# Spinning reel vs. baitcasting reel



## rapalahunter (Oct 13, 2007)

I'm in the market for a new reel. Right now I have a quantum energy pti10. It does the job well, but its too small for some of my latest fishing interests. 

I was almost decided on getting one of its bigger brothers since I've loved that reel. But, then I started thinking about getting a baitcasting reel because its main purpose would be bigger crankbaits like the pointer 100 and also targeting bigger fish. 

I know spinning reels can land some big boys. I've landed Mahi mahi on spinning gear. I was just wondering some opinions on spinning vs. baitcasting reels that might help me with my decision.

Thanks.


----------



## cajun1977 (Dec 8, 2007)

if youve never used a baitcaster id suggest getting with some one who has one to let you try. they take alot of practice to get used to it and a cheap baitcaster will give you alot of problems unlike a spinning reel. im in south ogden and would be happy to give you a lesson if your ever in the area


----------



## FC2Tuber (Oct 26, 2007)

cajun1977 said:


> if youve never used a baitcaster id suggest getting with some one who has one to let you try. they take alot of practice to get used to it and a cheap baitcaster will give you alot of problems unlike a spinning reel. im in south ogden and would be happy to give you a lesson if your ever in the area


+1 to that.

Once you get it down though, you won't be dissapointed.


----------



## FC2Tuber (Oct 26, 2007)

fatbass said:


> I've never liked that whole "cast with the right hand and switch the rod to the left hand" thing with baitcasters. I do like baitcasters for trolling though.


Get a left handed baitcaster reel.


----------



## rapalahunter (Oct 13, 2007)

Thanks for the offer on the lesson cajun. I don't make it that far north very often... but if I do  

For those of you that do baitcast, what model reels do you like. I know the cheap ones are gonna give me tons of trouble, so I will probably be saving up for a little while before my purchase.

Thanks again.


----------



## tcb (Sep 26, 2007)

I've always had good luck with the simple Abu Garcia reels- relatively inexpensive, but very reliable.


----------



## SlapShot (Sep 25, 2007)

When it comes to certain lures a baitcaster is the way to go. When I throw crankbaits and spinnerbaits all I use is casting tackle. Definitely borrow a rod and baitcast reel so you can get used to it...and get a left-hand retrieve baitcaster. As far as brand, I use Shimano Curados and Calcutta's. I also have a couple of Daiwa reels I like. They were all purchase on Ebay, brand new, but I didn't pay anywhere near retail.

Good Luck

HockeyMan


----------



## jahan (Sep 7, 2007)

fatbass said:


> I've never liked that whole "cast with the right hand and switch the rod to the left hand" thing with baitcasters.
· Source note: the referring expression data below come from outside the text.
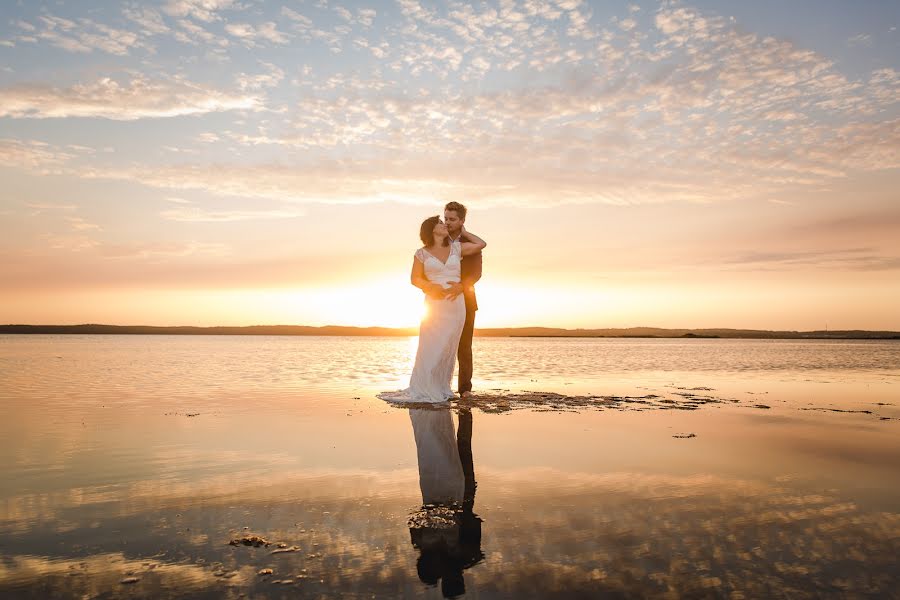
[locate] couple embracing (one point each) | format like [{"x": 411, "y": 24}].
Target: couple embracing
[{"x": 446, "y": 268}]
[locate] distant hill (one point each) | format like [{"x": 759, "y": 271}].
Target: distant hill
[{"x": 632, "y": 332}]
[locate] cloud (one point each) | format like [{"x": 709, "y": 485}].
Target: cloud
[
  {"x": 84, "y": 35},
  {"x": 195, "y": 214},
  {"x": 107, "y": 98},
  {"x": 251, "y": 34},
  {"x": 150, "y": 20},
  {"x": 30, "y": 155}
]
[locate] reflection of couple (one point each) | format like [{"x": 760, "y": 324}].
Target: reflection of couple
[
  {"x": 446, "y": 269},
  {"x": 447, "y": 481}
]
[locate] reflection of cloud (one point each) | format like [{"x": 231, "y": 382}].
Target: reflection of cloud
[
  {"x": 107, "y": 98},
  {"x": 100, "y": 575}
]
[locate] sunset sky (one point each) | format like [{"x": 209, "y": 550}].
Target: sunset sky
[{"x": 237, "y": 162}]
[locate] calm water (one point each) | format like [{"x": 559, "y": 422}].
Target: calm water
[{"x": 696, "y": 468}]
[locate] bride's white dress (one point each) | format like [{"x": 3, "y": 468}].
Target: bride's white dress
[{"x": 439, "y": 334}]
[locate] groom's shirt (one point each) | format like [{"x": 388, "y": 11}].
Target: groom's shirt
[{"x": 470, "y": 273}]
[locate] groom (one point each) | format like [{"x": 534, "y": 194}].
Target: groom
[{"x": 455, "y": 218}]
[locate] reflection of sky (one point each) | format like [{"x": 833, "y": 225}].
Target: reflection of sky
[
  {"x": 620, "y": 532},
  {"x": 102, "y": 466}
]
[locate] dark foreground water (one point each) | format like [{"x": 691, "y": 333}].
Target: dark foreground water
[{"x": 586, "y": 468}]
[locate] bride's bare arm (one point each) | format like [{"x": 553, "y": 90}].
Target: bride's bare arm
[
  {"x": 473, "y": 243},
  {"x": 417, "y": 278}
]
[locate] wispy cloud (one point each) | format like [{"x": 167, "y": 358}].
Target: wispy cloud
[
  {"x": 203, "y": 10},
  {"x": 136, "y": 98}
]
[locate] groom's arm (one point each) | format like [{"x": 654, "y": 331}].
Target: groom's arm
[
  {"x": 417, "y": 278},
  {"x": 471, "y": 266}
]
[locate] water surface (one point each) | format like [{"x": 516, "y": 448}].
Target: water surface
[{"x": 143, "y": 456}]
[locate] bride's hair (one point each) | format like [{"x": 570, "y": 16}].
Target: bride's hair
[{"x": 426, "y": 231}]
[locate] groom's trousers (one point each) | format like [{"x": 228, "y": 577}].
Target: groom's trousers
[{"x": 464, "y": 355}]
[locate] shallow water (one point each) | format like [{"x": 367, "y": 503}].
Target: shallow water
[{"x": 143, "y": 456}]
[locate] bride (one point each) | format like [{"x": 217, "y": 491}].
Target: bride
[{"x": 436, "y": 270}]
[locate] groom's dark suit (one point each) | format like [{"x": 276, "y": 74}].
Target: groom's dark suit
[{"x": 470, "y": 273}]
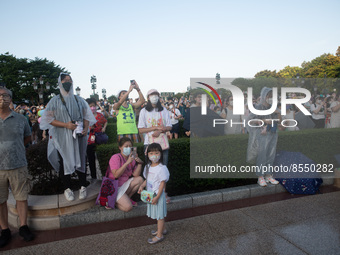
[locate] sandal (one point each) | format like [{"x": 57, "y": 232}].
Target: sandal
[
  {"x": 158, "y": 239},
  {"x": 154, "y": 232},
  {"x": 261, "y": 181},
  {"x": 271, "y": 180},
  {"x": 167, "y": 198},
  {"x": 134, "y": 204}
]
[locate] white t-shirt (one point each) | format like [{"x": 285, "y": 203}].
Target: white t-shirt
[
  {"x": 172, "y": 116},
  {"x": 156, "y": 175},
  {"x": 153, "y": 119}
]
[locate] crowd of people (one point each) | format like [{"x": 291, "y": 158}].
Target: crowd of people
[{"x": 72, "y": 125}]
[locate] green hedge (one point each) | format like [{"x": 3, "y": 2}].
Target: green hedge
[{"x": 318, "y": 144}]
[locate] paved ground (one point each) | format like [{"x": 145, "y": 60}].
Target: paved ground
[{"x": 303, "y": 225}]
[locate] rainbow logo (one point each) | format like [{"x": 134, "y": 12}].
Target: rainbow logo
[{"x": 209, "y": 93}]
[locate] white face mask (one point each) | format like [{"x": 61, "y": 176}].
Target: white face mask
[
  {"x": 127, "y": 151},
  {"x": 153, "y": 99},
  {"x": 155, "y": 158}
]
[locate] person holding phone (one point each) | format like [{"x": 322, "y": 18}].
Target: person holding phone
[
  {"x": 126, "y": 166},
  {"x": 124, "y": 111}
]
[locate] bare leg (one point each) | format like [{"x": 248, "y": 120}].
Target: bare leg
[
  {"x": 160, "y": 229},
  {"x": 3, "y": 215},
  {"x": 22, "y": 209},
  {"x": 124, "y": 204},
  {"x": 134, "y": 186}
]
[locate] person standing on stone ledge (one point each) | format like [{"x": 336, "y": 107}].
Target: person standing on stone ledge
[
  {"x": 68, "y": 118},
  {"x": 15, "y": 133}
]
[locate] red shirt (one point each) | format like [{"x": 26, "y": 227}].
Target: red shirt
[{"x": 97, "y": 127}]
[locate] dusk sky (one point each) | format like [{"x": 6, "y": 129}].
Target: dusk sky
[{"x": 162, "y": 44}]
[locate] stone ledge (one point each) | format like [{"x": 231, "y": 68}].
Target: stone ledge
[{"x": 82, "y": 212}]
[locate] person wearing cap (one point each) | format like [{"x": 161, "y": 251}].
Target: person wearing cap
[
  {"x": 126, "y": 119},
  {"x": 15, "y": 133},
  {"x": 154, "y": 119}
]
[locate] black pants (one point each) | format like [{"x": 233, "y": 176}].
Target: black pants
[
  {"x": 91, "y": 158},
  {"x": 319, "y": 123},
  {"x": 66, "y": 178}
]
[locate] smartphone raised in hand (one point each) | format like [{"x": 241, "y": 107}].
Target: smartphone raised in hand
[{"x": 134, "y": 152}]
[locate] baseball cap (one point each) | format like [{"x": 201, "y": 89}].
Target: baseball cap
[{"x": 151, "y": 91}]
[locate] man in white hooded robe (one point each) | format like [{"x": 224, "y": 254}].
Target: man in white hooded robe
[{"x": 68, "y": 118}]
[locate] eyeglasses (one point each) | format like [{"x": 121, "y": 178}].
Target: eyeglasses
[{"x": 5, "y": 96}]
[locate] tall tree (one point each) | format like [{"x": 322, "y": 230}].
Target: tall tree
[
  {"x": 19, "y": 74},
  {"x": 266, "y": 73}
]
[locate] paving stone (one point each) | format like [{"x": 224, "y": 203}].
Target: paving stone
[
  {"x": 235, "y": 193},
  {"x": 206, "y": 198}
]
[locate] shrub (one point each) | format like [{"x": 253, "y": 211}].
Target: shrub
[{"x": 318, "y": 144}]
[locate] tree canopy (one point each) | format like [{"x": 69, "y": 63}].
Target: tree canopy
[{"x": 18, "y": 75}]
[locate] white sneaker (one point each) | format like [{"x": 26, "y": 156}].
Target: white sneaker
[
  {"x": 270, "y": 179},
  {"x": 82, "y": 192},
  {"x": 68, "y": 193},
  {"x": 261, "y": 182}
]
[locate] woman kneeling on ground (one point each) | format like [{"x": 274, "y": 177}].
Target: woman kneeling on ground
[{"x": 127, "y": 168}]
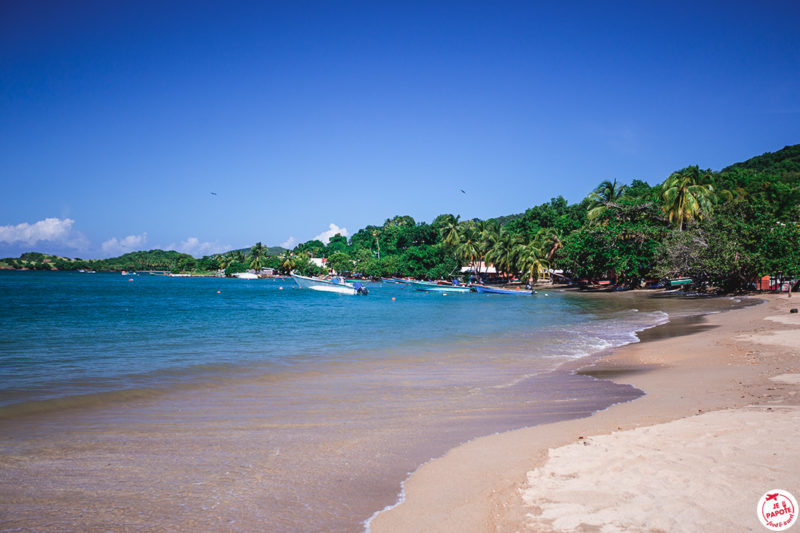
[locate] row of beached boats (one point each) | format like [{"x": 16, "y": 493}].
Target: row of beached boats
[{"x": 345, "y": 286}]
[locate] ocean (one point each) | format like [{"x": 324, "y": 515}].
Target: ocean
[{"x": 133, "y": 402}]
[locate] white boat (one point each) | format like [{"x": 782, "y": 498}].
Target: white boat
[
  {"x": 436, "y": 287},
  {"x": 338, "y": 285}
]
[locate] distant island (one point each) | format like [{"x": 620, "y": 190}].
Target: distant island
[{"x": 722, "y": 229}]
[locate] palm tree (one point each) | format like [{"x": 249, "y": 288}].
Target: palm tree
[
  {"x": 450, "y": 231},
  {"x": 687, "y": 195},
  {"x": 375, "y": 234},
  {"x": 287, "y": 262},
  {"x": 549, "y": 240},
  {"x": 224, "y": 261},
  {"x": 256, "y": 254},
  {"x": 503, "y": 250},
  {"x": 469, "y": 248},
  {"x": 608, "y": 192},
  {"x": 531, "y": 261}
]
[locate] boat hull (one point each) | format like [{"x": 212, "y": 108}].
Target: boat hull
[
  {"x": 493, "y": 290},
  {"x": 427, "y": 286},
  {"x": 323, "y": 285}
]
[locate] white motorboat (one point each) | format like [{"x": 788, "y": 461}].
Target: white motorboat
[{"x": 337, "y": 284}]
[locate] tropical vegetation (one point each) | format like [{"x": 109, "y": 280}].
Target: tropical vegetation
[{"x": 722, "y": 229}]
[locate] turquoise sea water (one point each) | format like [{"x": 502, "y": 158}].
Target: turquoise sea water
[
  {"x": 202, "y": 404},
  {"x": 69, "y": 333}
]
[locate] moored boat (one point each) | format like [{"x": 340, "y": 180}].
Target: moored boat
[
  {"x": 433, "y": 286},
  {"x": 337, "y": 285},
  {"x": 495, "y": 290}
]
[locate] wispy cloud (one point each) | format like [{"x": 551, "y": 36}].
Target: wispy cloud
[
  {"x": 193, "y": 246},
  {"x": 333, "y": 229},
  {"x": 51, "y": 230},
  {"x": 124, "y": 245}
]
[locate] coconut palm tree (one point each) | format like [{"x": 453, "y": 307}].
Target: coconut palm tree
[
  {"x": 469, "y": 249},
  {"x": 530, "y": 261},
  {"x": 375, "y": 234},
  {"x": 608, "y": 192},
  {"x": 256, "y": 255},
  {"x": 503, "y": 251},
  {"x": 449, "y": 232},
  {"x": 287, "y": 262},
  {"x": 687, "y": 195},
  {"x": 549, "y": 240},
  {"x": 224, "y": 261}
]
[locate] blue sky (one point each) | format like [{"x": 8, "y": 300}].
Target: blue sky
[{"x": 119, "y": 119}]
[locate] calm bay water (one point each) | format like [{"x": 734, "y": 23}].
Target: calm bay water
[
  {"x": 222, "y": 404},
  {"x": 71, "y": 333}
]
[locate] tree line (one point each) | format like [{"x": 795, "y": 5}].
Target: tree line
[{"x": 720, "y": 228}]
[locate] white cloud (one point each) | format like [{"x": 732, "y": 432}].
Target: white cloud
[
  {"x": 333, "y": 229},
  {"x": 53, "y": 230},
  {"x": 126, "y": 244},
  {"x": 194, "y": 247}
]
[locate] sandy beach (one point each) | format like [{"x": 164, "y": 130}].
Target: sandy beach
[{"x": 717, "y": 428}]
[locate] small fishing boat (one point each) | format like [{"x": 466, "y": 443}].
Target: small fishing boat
[
  {"x": 337, "y": 285},
  {"x": 495, "y": 290},
  {"x": 433, "y": 286}
]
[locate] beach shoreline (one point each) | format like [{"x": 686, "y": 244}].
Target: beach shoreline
[{"x": 721, "y": 364}]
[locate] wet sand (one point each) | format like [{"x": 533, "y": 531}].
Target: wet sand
[
  {"x": 695, "y": 453},
  {"x": 315, "y": 451}
]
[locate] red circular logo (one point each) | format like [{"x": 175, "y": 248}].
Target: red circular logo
[{"x": 777, "y": 510}]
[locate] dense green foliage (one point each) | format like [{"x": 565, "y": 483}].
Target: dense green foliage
[{"x": 722, "y": 229}]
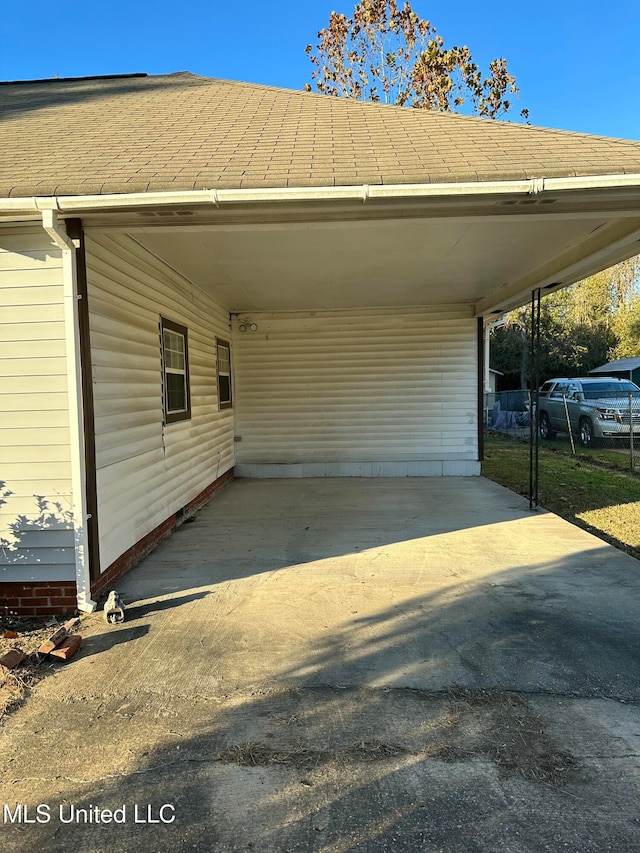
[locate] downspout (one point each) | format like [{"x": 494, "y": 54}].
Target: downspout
[
  {"x": 487, "y": 358},
  {"x": 76, "y": 409}
]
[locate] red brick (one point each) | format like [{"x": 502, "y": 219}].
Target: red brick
[
  {"x": 11, "y": 660},
  {"x": 67, "y": 649}
]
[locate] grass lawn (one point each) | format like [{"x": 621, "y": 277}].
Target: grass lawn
[{"x": 592, "y": 491}]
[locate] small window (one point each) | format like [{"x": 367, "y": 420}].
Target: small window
[
  {"x": 175, "y": 371},
  {"x": 223, "y": 352}
]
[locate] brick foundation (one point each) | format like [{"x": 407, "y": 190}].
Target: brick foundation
[
  {"x": 38, "y": 598},
  {"x": 144, "y": 546}
]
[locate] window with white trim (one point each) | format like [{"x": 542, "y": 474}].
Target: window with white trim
[
  {"x": 223, "y": 369},
  {"x": 175, "y": 371}
]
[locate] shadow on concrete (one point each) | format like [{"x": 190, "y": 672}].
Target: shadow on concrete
[
  {"x": 96, "y": 643},
  {"x": 139, "y": 611},
  {"x": 258, "y": 526}
]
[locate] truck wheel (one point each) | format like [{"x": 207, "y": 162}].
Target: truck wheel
[
  {"x": 586, "y": 433},
  {"x": 545, "y": 426}
]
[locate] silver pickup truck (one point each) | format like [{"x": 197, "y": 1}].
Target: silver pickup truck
[{"x": 596, "y": 408}]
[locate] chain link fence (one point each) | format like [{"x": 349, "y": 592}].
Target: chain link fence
[{"x": 569, "y": 422}]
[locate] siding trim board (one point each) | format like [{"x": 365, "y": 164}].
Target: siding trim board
[{"x": 132, "y": 556}]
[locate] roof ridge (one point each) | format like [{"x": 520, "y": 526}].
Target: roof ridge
[{"x": 433, "y": 113}]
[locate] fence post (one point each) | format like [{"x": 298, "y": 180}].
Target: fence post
[
  {"x": 631, "y": 432},
  {"x": 566, "y": 412}
]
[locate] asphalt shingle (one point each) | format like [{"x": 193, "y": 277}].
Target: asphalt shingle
[{"x": 184, "y": 132}]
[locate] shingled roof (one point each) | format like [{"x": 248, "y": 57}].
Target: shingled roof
[{"x": 143, "y": 133}]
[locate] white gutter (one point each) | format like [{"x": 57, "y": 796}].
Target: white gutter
[
  {"x": 363, "y": 193},
  {"x": 76, "y": 409}
]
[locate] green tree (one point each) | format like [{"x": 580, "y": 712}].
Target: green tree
[
  {"x": 389, "y": 54},
  {"x": 582, "y": 327}
]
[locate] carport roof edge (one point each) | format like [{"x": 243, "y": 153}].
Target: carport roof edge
[{"x": 181, "y": 133}]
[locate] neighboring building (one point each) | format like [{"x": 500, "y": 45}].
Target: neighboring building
[
  {"x": 625, "y": 368},
  {"x": 201, "y": 279}
]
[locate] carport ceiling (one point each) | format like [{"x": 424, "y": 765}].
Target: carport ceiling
[{"x": 489, "y": 262}]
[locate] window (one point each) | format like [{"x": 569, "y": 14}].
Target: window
[
  {"x": 223, "y": 351},
  {"x": 175, "y": 371}
]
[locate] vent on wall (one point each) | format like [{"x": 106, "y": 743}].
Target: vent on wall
[{"x": 154, "y": 214}]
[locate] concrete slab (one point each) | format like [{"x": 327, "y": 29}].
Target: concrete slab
[{"x": 345, "y": 665}]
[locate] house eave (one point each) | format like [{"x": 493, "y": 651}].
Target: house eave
[{"x": 78, "y": 204}]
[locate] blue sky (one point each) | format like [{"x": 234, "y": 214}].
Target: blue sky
[{"x": 576, "y": 62}]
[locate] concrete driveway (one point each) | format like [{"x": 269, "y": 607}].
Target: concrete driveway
[{"x": 348, "y": 665}]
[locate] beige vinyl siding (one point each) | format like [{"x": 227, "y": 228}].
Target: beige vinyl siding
[
  {"x": 35, "y": 466},
  {"x": 147, "y": 472},
  {"x": 365, "y": 393}
]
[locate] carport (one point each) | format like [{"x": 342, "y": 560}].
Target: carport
[
  {"x": 210, "y": 279},
  {"x": 350, "y": 665}
]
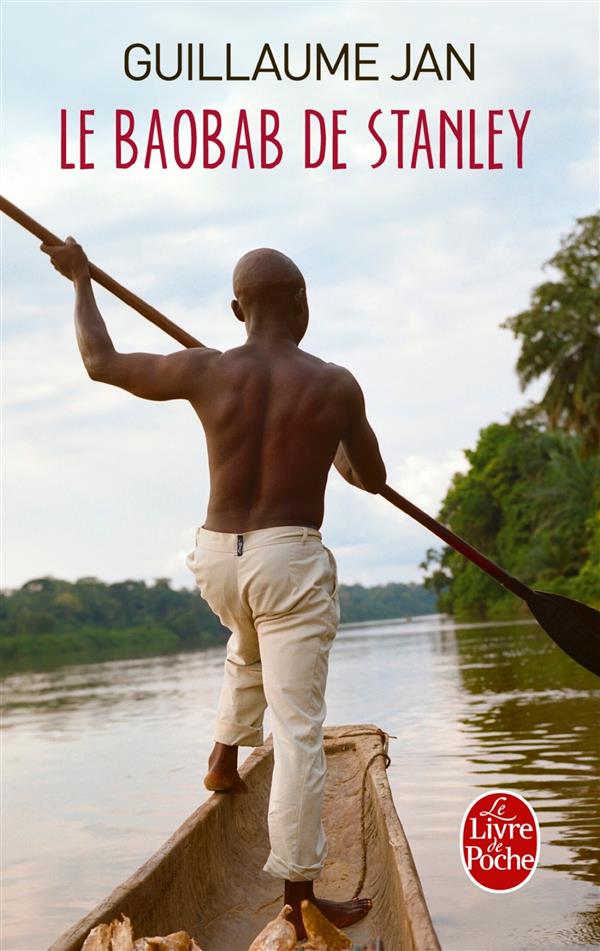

I do like baitcasters for trolling though.


+1


----------



## Riverrat77 (Sep 7, 2007)

I had a Pfleuger baitcaster once... the red one(?). It was nice and smooth and I could actually work it well enough to minimize backlashes (everyone gets them though and they suck). Although it was new and I only caught a few fish with it.... I still liked my spinning gear, have caught tons of fish big and little with it and have no reason to change. I'd agree with some of these guys, get with somebody that has one, try it out (especially the backlash part) to see if thats something you want to deal with alot while you're learning to use one and then make your choice. For trolling, they do seem to be really solid and I actually preferred one of the trolling reels over my larger spinning reels up at Strawberry. Good luck... and it actually is like anything else, with enough practice, I'm sure you'd learn to love it and be really really good with it.


----------